Макс выглядел здорово разозлившимся.

— Что, мы все видели один и тот же сон?

— Ты сказал, что это был не сон, — заметил Чиппи Трэйнор. — Ты сказал, это воспоминание.

— Ощущалось как воспоминание, точно, — сказал Тони. — В точности как Макс описал — ногами чувствуешь землю. И запах маминой стряпни.

— Вот бы твоя приятельница была сейчас здесь, Трэйнор, — произнес Макс. — Она бы смогла объяснить, что происходит, да?

— У меня полно приятельниц, — отозвался Чиппи, хладнокровно запихивая в рот маленькое, покрытое глазурью пирожное.

— Ладно, Макс, — сказал Билл. — Давай разбираться. Ты набрел на этот большой дом, так? И в нем кто-то был.

— В конечном счете — да, — ответил Макс, а Тони Флэкс кивнул.

— Точно. И ты даже не можешь сказать, сколько ему было лет, и даже был ли это он, верно?

— Оно пряталось в глубине комнаты, — сказал Тони. — Когда я подумал, что это девчонка, то по-настоящему испугался. Не хотел, чтобы это была девчонка.

— И я тоже, — добавил Макс. — Только представьте, каково это — девчонка прячется в тени в глубине комнаты.

— Только ничего этого не было, — сказал Билл. — Если мы все помним эту странную историю, значит, на самом деле ее не помнит никто.

— Ну ладно, это был мальчик, — заявил Тони. — И он вырос.

— Прямо там, в доме, — добавил Макс. — Мне показалось, будто я наблюдал, как мой проклятый отец растет прямо у меня на глазах.
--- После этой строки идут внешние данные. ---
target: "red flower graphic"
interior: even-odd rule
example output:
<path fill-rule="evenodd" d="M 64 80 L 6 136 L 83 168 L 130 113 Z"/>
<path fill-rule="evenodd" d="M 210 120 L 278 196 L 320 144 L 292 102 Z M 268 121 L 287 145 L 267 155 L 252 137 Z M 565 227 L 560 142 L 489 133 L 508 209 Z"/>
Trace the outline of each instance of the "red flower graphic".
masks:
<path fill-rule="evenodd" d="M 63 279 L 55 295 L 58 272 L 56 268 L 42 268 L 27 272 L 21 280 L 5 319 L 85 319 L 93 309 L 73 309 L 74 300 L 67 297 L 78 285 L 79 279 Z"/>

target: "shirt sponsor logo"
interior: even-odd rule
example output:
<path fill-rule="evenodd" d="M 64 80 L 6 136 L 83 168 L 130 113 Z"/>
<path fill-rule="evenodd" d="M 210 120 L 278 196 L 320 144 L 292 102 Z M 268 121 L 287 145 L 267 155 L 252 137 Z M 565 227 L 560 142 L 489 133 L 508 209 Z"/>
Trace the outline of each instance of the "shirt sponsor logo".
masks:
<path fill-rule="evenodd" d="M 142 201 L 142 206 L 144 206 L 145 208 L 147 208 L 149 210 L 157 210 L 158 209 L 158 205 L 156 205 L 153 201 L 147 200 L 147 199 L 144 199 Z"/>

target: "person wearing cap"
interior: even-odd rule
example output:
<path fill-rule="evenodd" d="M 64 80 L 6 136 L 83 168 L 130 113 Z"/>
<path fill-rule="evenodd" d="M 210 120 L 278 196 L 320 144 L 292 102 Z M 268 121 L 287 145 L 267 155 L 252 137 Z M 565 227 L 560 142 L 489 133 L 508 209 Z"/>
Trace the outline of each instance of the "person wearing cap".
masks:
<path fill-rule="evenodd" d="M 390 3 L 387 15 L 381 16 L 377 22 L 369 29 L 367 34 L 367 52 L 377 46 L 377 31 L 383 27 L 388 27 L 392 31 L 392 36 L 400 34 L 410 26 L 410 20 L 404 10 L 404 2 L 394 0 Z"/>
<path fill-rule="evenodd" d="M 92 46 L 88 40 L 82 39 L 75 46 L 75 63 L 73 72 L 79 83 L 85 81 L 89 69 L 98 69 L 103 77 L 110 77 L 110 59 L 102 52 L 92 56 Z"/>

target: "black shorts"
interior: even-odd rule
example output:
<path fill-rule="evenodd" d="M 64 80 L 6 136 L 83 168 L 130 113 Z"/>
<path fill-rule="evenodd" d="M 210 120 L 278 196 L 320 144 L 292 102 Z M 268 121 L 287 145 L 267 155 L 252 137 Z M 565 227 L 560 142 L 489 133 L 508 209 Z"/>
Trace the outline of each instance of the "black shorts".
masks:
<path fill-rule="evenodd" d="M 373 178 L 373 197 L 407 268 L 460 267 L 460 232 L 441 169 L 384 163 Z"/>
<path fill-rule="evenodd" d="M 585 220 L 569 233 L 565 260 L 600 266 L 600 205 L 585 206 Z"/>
За сколько — за шесть недель?

— Около того, — ответил Тони.

— И это при том, что он был там совершенно один, — произнес Макс. — И вообще никакой мебели. Думаю, это одна из причин, почему было так страшно.

— Я напугался до смерти, — признался Тони. — Когда мой папаша вернулся с войны, он время от времени напяливал форму и привязывал нас к стульям. Привязывал к стульям!

— Не думаю, что это могло ему хоть как-то повредить, — сказал Билл.

— Я даже не думаю, что мог бы его ударить, — сказал Тони.

— Я чертовски хорошо знал, что могу его ударить, — произнес Макс. — Мне хотелось снести ему голову. Но мой папаша прожил еще три года, а потом старьевщик его задавил.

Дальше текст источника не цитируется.